Special | Teen Ink

Special

June 26, 2012
By Sleepyhead SILVER, San Carlos, California
Sleepyhead SILVER, San Carlos, California
5 articles 0 photos 1 comment

The boy had been told for as long as he could remember that he was special, so special he had to stay in his special room in the basement. Mama always said the world couldn’t handle his specialness, so for the good of everyone, he needed to stay inside.
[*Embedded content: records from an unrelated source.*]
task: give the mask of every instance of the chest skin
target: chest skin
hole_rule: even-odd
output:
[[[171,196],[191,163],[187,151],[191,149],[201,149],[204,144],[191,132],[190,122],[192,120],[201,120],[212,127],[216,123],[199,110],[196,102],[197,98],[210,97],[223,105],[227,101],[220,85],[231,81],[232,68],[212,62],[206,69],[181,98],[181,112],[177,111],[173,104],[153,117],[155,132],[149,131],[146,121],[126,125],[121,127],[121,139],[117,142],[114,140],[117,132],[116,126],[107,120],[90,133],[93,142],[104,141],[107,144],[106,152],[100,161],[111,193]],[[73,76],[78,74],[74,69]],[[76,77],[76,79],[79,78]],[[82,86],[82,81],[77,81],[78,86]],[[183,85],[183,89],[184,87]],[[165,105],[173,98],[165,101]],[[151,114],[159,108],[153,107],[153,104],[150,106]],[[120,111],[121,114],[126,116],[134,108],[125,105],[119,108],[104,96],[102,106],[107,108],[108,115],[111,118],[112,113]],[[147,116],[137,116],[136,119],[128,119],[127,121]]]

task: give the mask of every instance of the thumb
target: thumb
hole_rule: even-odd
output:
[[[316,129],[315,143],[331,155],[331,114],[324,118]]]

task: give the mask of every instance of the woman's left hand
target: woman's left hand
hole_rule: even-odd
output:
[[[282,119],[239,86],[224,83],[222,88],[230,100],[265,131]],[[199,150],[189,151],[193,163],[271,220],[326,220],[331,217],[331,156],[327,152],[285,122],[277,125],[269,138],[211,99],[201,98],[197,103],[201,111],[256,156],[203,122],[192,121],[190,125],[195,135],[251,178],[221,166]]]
The boy did not mind because he had learned to appreciate the dark. The dark hid the boy from himself, the vision of terror each mirror had ever reflected back at him. He knew that mirrors lied; his reflection in his mother’s eyes was a lie because her words said he was beautiful. Those words were true. The mirrors of the world were liars. His facial construction was not truly deformed. His fingers were not truly gnarled and crooked. His feet did not truly point inward, and his spine did not zig and zag. Those were the lies told to him by the mirrors of the world. The only mirror he could trust was in his world, in a corner of his special underground. Six feet by two feet, it sat near the furnace and observed him every time he approached it. The cracked image it reflected back at him placed every piece of him in the correct place. His cheekbones aligned. His crooked spine straightened. And he was beautiful. Maybe his mother’s words had cracked the mirror for him. He was not sure. But he knew the spot where he stood in front of the mirror was a special place, full of dark warmth and truth. Above him was only a fearful world that illuminated and reflected lies.